Guy Ritchie, famous for his London wideboy, cockney, mockney, minor gangster classics such as Snatch and Lock, Stock & Two Smoking Barrels brings to the big screen yet another charming, cheeky Londoner known as . . . . . . Sherlock Holmes (as you may have guessed from the title).
The world’s most famous detective is this time played by Robert Downey Jr while his erstwhile companion, Dr. Watson, is personified by Mr Jude Law. Fans of the sleuth will recognise the name Irene Adler (played by Rachel McAdams) and she gets to play her part in proceedings although things are concentrated around the nefarious scheme of Lord Blackwood (Mark Strong) and events that seem supernatural to all but the keenest mind.
There are a number of flaws in this movie and a number of complaints that fans of film and fans of the great detective could easily pile up for discussion in any review. However, those failings are balanced out by the main strength of Ritchie’s ace up his sleeve.
Ladies and gentlemen, with Downey Jr. and Law playing the lead roles as alternately petulant children, awkwardly close males and/or brothers who love to hate each other we get one of the most amusing and satisfying double acts in quite some time. Accent hiccups aside, Downey Jr. does very well as the brilliant Holmes, constantly distracted, battling boredom and at a loss to use his intelligence for something worthwhile. Law has a lot to do to avoid being overshadowed and he does so admirably, giving us a Watson who can be the gruff, bluff apprentice known to many yet also the reliable stalwart he always has been when required to be.
The rest of the cast do just fine with McAdams having a lot of fun as Adler, Strong nicely providing a constant threat as the “bad presence” and Eddie Marsan nicely slotting into the role of Inspector Lestrade.

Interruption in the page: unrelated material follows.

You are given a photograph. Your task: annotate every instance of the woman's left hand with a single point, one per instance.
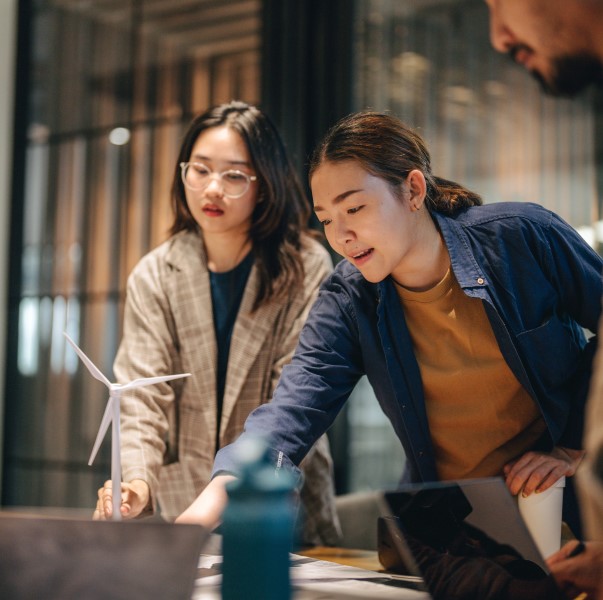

Visually, the movie has a nice look and feel and there are a number of moments when Ritchie impresses upon us just how Holmes and his superior mind can make the decisions he makes but it’s sad to have to say that there are also some decent action sequences marred by that hyperactive editing we see so often nowadays. It’s not as bad as some examples and may actually end up being a little easier to endure when on a small screen but at the cinema this was a bit of a turn-off.
The script is okay, things take a little while to become totally clear and all is dependent on Holmes’ full disclosure but, then again, wasn’t that so often the way of the stories? Everything mixed together provides an ideal mix of characterisation, intrigue, action, humour and simple, pleasurable entertainment. Which means it is successful in what it set out to be.